SLR | Devpost

Team Members

Cormac Collins (ccolli20), Dylan Hu (dhu24), Jenny Yu (jyu111), Tianren Dong(tdong6)

Introduction

We want to implement an existing paper and develop a model for American Sign Language translation. The objective of this paper is to develop a model that offers sign language translation to text, thereby helping non-signers understand sign language, which is an important form of communication used by people with impaired hearing and speech. We chose the paper because its model covers many concepts that we have touched on in class. Specifically, it involves the use of CNN to recognize visual and spatial features and the use of LSTM to remember temporal features in the videos. While we have implemented both CNN and LSTM models in our assignments, they were independent of each other. Implementing this model will give us the opportunity to combine different DL concepts, thereby solidifying our understanding.

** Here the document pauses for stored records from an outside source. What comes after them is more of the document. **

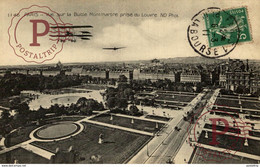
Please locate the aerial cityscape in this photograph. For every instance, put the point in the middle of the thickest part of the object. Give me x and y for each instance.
(190, 110)
(127, 82)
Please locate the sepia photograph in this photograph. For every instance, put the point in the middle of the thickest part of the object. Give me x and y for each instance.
(130, 82)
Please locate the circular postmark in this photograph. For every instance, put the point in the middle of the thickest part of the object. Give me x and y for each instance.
(31, 34)
(213, 32)
(217, 134)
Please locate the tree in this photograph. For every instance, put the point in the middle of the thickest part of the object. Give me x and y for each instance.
(133, 110)
(5, 115)
(122, 78)
(121, 103)
(111, 102)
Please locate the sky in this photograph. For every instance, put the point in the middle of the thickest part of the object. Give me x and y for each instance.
(144, 37)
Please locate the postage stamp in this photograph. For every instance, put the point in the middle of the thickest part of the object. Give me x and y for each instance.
(214, 32)
(222, 27)
(217, 134)
(36, 45)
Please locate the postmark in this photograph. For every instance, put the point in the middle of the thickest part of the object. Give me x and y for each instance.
(217, 134)
(221, 27)
(215, 25)
(29, 34)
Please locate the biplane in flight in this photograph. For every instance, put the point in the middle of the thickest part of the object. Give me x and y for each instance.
(67, 33)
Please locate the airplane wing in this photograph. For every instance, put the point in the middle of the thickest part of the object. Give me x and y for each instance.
(86, 26)
(85, 32)
(109, 48)
(120, 47)
(82, 35)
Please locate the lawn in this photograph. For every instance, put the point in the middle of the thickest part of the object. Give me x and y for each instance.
(250, 105)
(221, 158)
(156, 117)
(225, 102)
(232, 143)
(19, 136)
(22, 135)
(91, 86)
(118, 145)
(138, 124)
(23, 156)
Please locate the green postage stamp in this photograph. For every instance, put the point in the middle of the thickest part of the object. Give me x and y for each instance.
(227, 27)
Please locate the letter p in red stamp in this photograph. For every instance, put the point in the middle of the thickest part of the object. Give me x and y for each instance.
(30, 34)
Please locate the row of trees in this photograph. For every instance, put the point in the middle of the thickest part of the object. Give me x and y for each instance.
(117, 99)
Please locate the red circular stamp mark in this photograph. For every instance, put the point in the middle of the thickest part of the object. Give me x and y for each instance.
(217, 133)
(36, 34)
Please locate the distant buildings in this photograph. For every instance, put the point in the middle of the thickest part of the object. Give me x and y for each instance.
(190, 76)
(230, 75)
(235, 73)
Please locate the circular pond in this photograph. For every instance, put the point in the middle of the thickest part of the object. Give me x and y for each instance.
(57, 130)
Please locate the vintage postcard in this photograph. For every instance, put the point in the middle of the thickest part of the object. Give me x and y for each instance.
(130, 82)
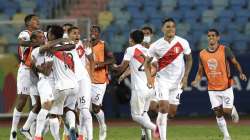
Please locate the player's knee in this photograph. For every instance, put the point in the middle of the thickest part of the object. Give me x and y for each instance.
(96, 108)
(227, 110)
(37, 107)
(47, 105)
(218, 111)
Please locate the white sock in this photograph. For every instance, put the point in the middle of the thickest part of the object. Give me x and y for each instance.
(86, 123)
(144, 121)
(31, 118)
(54, 128)
(33, 128)
(71, 119)
(222, 125)
(40, 122)
(148, 134)
(162, 124)
(143, 131)
(66, 130)
(100, 117)
(15, 119)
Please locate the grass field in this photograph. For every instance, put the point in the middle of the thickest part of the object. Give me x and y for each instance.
(175, 132)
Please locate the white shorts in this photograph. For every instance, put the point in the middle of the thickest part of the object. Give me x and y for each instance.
(63, 98)
(45, 88)
(224, 98)
(84, 94)
(97, 93)
(23, 80)
(140, 101)
(166, 91)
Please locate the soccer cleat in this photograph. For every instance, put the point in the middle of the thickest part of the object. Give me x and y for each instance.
(72, 133)
(156, 133)
(26, 134)
(103, 132)
(227, 138)
(235, 115)
(65, 137)
(143, 137)
(38, 138)
(80, 137)
(13, 135)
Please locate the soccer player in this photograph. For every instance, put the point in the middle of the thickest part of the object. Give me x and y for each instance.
(102, 58)
(141, 94)
(66, 27)
(172, 73)
(153, 108)
(63, 87)
(214, 63)
(25, 78)
(80, 53)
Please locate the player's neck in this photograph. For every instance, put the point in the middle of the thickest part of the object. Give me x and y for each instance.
(213, 47)
(169, 38)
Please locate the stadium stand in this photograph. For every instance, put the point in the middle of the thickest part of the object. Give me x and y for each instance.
(118, 17)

Summary of an article relevant to ASL translation: Google has spent a lot of effort trying to make information accessible and useful in more than 150 languages. In 2021, they launched SignTown, which is an interactive web game that helps people learn about sign language and Deaf culture. It uses ML to detect the user’s ability to perform signs. When recognizing sign languages, it goes beyond just hands and includes body gestures and facial expressions in the process. Currently, the game works for Japanese Sign Language and HK Sign Language, but Google also open-sourced their core models so that developers and researchers can train and deploy their own sign language models.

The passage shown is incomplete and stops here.